Cette méfiance omniprésente mine les fondements mêmes du marché du travail, rendant plus difficile pour les individus de naviguer efficacement dans le processus. Les données de Greenhouse indiquent que près de la moitié de tous les candidats ont constaté une baisse de leur confiance dans le processus d'embauche. Les candidats américains ont subi des entretiens menés par des systèmes d'IA, et un pourcentage notable, environ 38%, ont abandonné des opportunités potentielles en raison de l'inclusion d'entretiens d'IA. Du côté des employeurs, seulement 21% des recruteurs ont exprimé une grande confiance dans la capacité de leurs systèmes d'IA à évaluer équitablement les candidats.
En outre, le remplissage des postes ouverts prend désormais environ 25% de plus qu'avant la pandémie, selon Scott Dobroski, vice-président des communications d'Indeed. Les emplois fantômes, qui représentent 18 à 22% des postes affichés dans un trimestre typique, ajoutent une autre couche de complexité à la situation. Alors que certaines entreprises peuvent utiliser ces listes pour cultiver un bassin de talents ou signaler une croissance aux investisseurs, d'autres pourraient simplement maintenir des offres d'emploi à feuilles persistantes similaires à un restaurant à la recherche constante de nouveaux serveurs. Les filtres de CV basés sur l'IA exacerbent le problème en excluant potentiellement les candidats qualifiés sur la base d'algorithmes opaques, ce qui entraîne des litiges juridiques sur des pratiques discriminatoires.
Malgré ces préoccupations, certains gestionnaires d'embauche reconnaissent les avantages découlant de l'intégration de l'IA dans le processus de recrutement.
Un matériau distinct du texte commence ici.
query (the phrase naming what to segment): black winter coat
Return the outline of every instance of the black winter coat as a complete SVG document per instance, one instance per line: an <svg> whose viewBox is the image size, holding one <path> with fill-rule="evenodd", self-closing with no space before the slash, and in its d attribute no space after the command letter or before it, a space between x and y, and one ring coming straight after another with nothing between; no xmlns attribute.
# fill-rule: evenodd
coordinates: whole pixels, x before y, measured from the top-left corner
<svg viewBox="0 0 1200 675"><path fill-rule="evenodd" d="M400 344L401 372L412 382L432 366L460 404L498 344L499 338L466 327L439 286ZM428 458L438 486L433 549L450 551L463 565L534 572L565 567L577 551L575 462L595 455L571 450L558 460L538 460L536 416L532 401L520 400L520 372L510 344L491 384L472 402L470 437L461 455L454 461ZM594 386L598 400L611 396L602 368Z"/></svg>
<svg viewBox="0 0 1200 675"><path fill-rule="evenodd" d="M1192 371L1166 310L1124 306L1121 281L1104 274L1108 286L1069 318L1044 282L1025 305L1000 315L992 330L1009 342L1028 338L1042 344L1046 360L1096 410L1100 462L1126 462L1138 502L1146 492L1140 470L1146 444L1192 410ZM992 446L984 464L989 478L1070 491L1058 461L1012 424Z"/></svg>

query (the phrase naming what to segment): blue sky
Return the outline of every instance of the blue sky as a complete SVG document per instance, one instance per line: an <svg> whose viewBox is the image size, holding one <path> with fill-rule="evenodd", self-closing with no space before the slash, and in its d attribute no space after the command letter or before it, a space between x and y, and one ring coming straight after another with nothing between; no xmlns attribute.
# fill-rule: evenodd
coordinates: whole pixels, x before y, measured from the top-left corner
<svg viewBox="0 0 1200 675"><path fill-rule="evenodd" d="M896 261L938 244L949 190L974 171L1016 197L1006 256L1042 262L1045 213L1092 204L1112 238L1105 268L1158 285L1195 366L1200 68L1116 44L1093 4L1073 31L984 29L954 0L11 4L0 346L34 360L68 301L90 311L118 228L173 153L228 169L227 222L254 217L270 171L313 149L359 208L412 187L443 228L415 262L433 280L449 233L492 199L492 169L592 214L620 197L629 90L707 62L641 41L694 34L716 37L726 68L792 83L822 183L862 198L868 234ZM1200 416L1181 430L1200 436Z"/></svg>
Environ 49% d'entre eux affirment que l'utilisation de l'IA a amélioré le calibre des candidats qu'ils attirent. Néanmoins, la facilité avec laquelle les candidats peuvent soumettre des curriculum vitae à plusieurs postes via des chatbots ou des fonctionnalités faciles à appliquer a entraîné un déluge d'applications que les employeurs doivent passer au crible, laissant souvent les candidats se sentir négligés ou fantomatisés.
Comme le souligne Gorick Ng, la manière dont une entreprise s'engage dans le processus d'embauche donne un aperçu de son éthique opérationnelle.Si les employeurs font un minimum d'efforts pour se connecter avec les candidats à un niveau personnel, les demandeurs d'emploi peuvent remettre en question l'engagement de l'entreprise envers un véritable engagement et une réussite à long terme.Cette hésitation mutuelle souligne la nécessité d'une approche plus transparente et plus humaine de l'embauche, garantissant que les deux parties se sentent valorisées et respectées tout au long du processus.